А если бы он мог прямо сейчас написать что-то супер-пупер, продолжил свои размышления Осташов, – что-то мирового класса? Ну и что? Ну завтра стал бы, предположим, крутой знаменитостью. И? Сколько их, великих художников? Пруд пруди! И он будет одним из них. Всего лишь! И кроме того, как долго зрители смогут любоваться его произведениями? Тысячу лет? Три тысячи? А что будет с картинами через десять-пятнадцать тысяч лет? Это же только холсты с красками, даже не каменные скульптуры. Конечно, к тому времени люди, возможно, придумают, как сохранять картины в течение тысячелетий. Придумали же, как сохранять тело Ленина. Но еще вопрос: будет ли его творчество интересно кому-то через десять, двадцать, пятьдесят тысяч лет? И будет ли вообще тогда существовать планета, какой она является сейчас? Пятнадцать тысячелетий – вот практически и вся история человечества на сегодняшний день.

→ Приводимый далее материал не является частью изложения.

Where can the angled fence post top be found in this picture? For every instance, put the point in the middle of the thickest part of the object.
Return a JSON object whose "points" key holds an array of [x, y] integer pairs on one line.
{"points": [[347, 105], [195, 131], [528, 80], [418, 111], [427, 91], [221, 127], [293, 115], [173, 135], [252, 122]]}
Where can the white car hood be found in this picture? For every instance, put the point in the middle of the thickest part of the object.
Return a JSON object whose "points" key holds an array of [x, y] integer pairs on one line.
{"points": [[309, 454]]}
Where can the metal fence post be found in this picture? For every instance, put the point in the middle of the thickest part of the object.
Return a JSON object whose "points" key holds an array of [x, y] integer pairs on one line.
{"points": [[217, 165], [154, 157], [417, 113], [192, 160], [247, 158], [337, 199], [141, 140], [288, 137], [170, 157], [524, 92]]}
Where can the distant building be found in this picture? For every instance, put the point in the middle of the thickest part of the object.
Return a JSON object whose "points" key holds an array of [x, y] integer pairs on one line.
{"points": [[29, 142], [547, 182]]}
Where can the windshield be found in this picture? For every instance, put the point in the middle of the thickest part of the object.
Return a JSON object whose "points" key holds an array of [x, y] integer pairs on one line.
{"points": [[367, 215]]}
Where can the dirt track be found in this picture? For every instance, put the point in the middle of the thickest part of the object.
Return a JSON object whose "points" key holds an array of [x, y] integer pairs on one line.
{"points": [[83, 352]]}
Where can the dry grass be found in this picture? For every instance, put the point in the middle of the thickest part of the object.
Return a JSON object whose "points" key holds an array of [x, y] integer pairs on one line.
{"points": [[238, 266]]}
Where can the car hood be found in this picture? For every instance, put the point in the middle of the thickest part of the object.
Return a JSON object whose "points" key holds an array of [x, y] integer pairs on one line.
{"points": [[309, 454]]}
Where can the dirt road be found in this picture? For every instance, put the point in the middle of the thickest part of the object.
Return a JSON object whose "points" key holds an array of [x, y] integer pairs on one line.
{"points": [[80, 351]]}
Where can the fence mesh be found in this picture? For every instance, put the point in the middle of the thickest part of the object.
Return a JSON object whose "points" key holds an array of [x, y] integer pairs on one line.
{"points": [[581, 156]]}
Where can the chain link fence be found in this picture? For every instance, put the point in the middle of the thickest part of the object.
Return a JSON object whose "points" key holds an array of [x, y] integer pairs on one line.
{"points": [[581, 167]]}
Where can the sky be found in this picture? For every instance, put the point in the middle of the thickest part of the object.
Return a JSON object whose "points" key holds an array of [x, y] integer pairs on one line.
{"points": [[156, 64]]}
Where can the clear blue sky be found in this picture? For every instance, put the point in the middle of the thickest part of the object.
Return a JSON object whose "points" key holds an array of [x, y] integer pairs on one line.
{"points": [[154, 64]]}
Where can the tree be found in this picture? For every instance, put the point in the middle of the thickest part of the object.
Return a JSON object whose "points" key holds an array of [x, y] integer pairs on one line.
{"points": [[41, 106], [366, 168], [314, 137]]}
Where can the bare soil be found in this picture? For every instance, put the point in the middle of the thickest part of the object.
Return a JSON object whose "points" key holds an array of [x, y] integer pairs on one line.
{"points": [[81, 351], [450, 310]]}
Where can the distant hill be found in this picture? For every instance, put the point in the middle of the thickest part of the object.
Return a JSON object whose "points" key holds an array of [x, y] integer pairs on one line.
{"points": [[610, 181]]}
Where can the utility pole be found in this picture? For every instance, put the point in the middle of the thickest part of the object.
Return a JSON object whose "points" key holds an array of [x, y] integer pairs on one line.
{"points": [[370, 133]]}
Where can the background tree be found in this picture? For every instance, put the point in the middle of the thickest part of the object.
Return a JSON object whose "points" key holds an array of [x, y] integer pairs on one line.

Круг замыкался. Выходило, что все бесполезно. На свете нет жизненных целей, достижение которых равноценно самому факту жизни.
По спине Осташова пробежала дрожь. Впереди опять замаячил страх смерти, и Владимир поспешил освободиться из этого мысленного капкана. «Для начала можно бросить курить, я как раз давно хотел, – подумал Осташов. – Вот и новая, вторая жизнь – бросил курить. Просто так. Потому что захотелось. Потому что могу».
Он сделал последнюю затяжку, без сожаления вдавил окурок в пепельницу и вернулся в комнату.
Владимир чувствовал, что больше не в состоянии размышлять на эти темы: очень уж хрупки были его логические построения и рассуждения, очень близки они были к черте, за которой вновь открывалась пропасть, полная леденящего страха и непреодолимого ужаса. «Какого черта, человеку дано осознавать все это? – подумал Владимир. – Растения и животные вряд ли об этом догадываются. Растения и животные гораздо счастливее нас».
Глава 6. Ост
«Да, растения и животные счастливее нас, – продолжил свою мысль Владимир, – хотя они, возможно, думают о людях то же самое».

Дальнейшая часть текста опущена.